À la NASA, quand vous arrivez, vous êtes trié en fonction de votre background. Les ingénieurs belges sont groupés avec les meilleures universités américaines, ce qui n’est pas le cas des hautes écoles françaises.

Un bon point pour la Wallonie et le secteur du spatial qui représente chez nous entre 1.500 et 2.000 emplois directs. Rien que chez Aerospacelab, ils seront bientôt 350 collaborateurs et la société recrute encore activement. Une croissance rapide que l’entreprise brabançonne a dû apprendre à canaliser, au risque de voir sa culture d’entreprise diluée. Comme en 2022, quand plus de 100 personnes ont été engagées. « Chacun vient avec son bagage et son vécu et il a fallu faire un peu de brainwashing pour rappeler ce qui nous tient à cœur », explique Benoît Deper. Un fameux test pour une entreprise qui a pour mots d’ordre la décentralisation, la confiance et l’absence d’intermédiaires. « Chez Aerospacelab, les gens ont une mission et doivent livrer un produit. Il est habituel que des profils juniors gèrent d’énormes projets. On teste. Le middle management ne sert à rien. Il faut donner le volant aux gens qui bossent au niveau tactique. Et si on rencontre des difficultés, on les affronte proactivement. C’est ça qui nous drive. À l’inverse, j’ai horreur des attitudes passives qui se cachent derrière le « on a toujours fait comme ça » … ».

Aerospacelab

Et le CEO de regarder, confiant, le chemin parcouru. « On a connu deux ou trois événements d’extinction qui ont présenté une menace pour notre culture d’entreprise, mais on a survécu.

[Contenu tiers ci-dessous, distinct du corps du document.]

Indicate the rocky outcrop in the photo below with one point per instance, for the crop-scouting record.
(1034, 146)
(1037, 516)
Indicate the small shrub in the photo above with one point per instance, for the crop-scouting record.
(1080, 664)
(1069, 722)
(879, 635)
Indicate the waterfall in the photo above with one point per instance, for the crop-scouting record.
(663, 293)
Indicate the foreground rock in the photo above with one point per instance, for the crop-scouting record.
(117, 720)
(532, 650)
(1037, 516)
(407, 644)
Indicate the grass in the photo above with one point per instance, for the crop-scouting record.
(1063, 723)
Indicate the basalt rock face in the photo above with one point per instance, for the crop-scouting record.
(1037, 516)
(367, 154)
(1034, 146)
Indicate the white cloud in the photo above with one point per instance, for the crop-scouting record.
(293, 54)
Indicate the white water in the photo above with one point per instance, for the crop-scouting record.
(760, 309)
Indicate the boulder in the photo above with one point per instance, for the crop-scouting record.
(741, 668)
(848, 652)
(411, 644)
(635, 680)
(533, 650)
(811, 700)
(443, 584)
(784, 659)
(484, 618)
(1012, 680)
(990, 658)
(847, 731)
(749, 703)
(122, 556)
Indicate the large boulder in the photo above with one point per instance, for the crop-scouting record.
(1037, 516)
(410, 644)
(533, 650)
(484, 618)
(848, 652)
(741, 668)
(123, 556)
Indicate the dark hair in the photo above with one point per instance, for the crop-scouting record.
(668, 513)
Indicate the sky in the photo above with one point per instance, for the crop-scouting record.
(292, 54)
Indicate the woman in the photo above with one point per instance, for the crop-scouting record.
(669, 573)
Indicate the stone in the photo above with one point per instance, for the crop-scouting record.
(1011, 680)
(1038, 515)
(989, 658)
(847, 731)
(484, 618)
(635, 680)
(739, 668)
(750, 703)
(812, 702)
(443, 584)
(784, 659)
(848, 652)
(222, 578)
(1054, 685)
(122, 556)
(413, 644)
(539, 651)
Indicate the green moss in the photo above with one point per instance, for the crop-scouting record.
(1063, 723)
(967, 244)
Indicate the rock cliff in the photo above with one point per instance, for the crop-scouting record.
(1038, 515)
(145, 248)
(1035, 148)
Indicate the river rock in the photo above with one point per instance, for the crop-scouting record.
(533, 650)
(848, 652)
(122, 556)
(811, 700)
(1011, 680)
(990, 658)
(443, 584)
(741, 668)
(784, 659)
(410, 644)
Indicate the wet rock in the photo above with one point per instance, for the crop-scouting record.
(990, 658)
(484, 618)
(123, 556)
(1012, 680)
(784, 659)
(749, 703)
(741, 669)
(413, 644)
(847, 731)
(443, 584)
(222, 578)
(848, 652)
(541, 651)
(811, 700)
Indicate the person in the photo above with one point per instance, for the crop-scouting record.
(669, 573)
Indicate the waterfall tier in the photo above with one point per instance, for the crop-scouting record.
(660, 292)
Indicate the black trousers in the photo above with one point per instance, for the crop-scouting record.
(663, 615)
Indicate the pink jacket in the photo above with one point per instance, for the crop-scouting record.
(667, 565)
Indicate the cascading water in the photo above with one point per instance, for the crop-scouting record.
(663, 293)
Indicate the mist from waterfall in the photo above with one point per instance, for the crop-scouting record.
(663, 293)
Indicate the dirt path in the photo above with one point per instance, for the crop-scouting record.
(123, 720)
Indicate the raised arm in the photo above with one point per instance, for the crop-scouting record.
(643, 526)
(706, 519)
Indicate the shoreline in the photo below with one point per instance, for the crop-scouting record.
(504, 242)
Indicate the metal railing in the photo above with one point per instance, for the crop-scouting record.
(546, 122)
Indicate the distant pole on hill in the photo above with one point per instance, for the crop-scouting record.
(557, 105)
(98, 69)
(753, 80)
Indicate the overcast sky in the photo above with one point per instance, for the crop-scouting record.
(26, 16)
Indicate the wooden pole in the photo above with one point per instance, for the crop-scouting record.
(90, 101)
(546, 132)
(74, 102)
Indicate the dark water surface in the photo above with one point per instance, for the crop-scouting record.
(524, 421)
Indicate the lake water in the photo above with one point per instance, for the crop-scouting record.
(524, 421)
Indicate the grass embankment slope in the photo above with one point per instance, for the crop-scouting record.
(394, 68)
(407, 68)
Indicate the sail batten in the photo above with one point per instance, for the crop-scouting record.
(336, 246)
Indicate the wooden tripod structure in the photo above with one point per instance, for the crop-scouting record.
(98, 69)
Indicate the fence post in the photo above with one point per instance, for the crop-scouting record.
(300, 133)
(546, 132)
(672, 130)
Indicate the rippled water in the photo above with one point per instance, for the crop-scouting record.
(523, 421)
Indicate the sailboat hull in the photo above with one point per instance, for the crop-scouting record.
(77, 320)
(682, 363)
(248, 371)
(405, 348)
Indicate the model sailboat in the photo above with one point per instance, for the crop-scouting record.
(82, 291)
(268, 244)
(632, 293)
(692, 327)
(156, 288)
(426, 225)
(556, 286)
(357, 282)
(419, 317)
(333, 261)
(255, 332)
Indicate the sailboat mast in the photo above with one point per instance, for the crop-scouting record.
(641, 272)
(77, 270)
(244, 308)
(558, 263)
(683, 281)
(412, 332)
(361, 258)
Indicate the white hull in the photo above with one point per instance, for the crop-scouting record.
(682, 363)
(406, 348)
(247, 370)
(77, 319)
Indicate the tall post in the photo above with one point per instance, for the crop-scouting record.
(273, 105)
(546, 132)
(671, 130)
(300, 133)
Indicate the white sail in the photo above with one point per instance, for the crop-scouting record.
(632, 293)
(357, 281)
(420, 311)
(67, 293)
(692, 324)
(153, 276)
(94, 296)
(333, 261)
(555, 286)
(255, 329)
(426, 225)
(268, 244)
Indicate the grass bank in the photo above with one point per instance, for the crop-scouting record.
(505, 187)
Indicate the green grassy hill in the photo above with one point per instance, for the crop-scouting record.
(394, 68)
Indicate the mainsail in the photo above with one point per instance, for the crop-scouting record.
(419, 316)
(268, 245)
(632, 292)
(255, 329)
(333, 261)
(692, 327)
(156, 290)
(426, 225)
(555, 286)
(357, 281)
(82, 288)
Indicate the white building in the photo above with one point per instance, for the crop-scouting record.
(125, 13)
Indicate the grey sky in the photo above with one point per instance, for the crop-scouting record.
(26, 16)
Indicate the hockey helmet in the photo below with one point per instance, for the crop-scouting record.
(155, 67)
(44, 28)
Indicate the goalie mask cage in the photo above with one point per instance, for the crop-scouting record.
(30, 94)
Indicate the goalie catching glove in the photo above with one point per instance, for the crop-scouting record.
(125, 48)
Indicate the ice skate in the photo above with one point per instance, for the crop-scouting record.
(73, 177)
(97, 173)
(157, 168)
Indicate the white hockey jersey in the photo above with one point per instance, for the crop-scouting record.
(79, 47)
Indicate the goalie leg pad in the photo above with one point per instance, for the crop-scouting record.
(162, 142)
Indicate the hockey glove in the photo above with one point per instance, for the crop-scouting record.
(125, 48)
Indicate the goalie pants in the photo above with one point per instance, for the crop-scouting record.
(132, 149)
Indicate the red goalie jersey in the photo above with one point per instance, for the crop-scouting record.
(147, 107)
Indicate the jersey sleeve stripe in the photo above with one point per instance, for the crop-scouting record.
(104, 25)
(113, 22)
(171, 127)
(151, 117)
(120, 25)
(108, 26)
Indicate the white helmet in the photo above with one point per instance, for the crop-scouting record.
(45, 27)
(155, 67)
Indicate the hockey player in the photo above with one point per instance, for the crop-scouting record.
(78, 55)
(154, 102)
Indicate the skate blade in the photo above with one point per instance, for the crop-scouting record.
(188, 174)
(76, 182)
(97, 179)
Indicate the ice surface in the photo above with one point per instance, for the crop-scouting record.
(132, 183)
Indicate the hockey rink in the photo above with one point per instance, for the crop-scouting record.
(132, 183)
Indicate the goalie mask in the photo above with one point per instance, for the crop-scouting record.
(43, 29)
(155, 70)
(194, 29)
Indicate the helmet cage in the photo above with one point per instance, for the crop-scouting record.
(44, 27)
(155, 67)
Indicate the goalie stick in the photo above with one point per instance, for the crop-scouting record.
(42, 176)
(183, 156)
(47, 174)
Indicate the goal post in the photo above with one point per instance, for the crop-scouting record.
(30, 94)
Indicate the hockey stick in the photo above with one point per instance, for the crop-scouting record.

C’est ce qui nous renforce et nous rassure dans notre capacité à assurer notre croissance future ». Dans les prochains mois, la société devrait d’ailleurs annoncer une importante opération d’acquisition qui viendra sensiblement augmenter la taille et la force de frappe de l’équipe.

 

Un mindset volontaire et passionné au cœur des valeurs de l’entreprise que l’on peut résumer par la formule « nerd, mais pas geek ». Pour intégrer l’entreprise, il faut être un passionné. Aimer les défis, s’interroger en continu. Au travail, mais aussi en dehors. « Disons qu’un électricien qui ne pense électricité que durant les heures de bureau n’est probablement pas un électricien passionné. Chez nous, c’est pareil ».

 

Une sensibilité avant tout technique qui n’empêche pas Aerospacelab de cultiver l’esprit ludique si cher aux ingénieurs. Consécration suprême, l’entreprise jouera prochainement un rôle dans un popcorn movie hollywoodien, avec l’apparition d’une constellation de satellites d’Aerospacelab dans le film de science-fiction Helios. With great power comes great responsibility.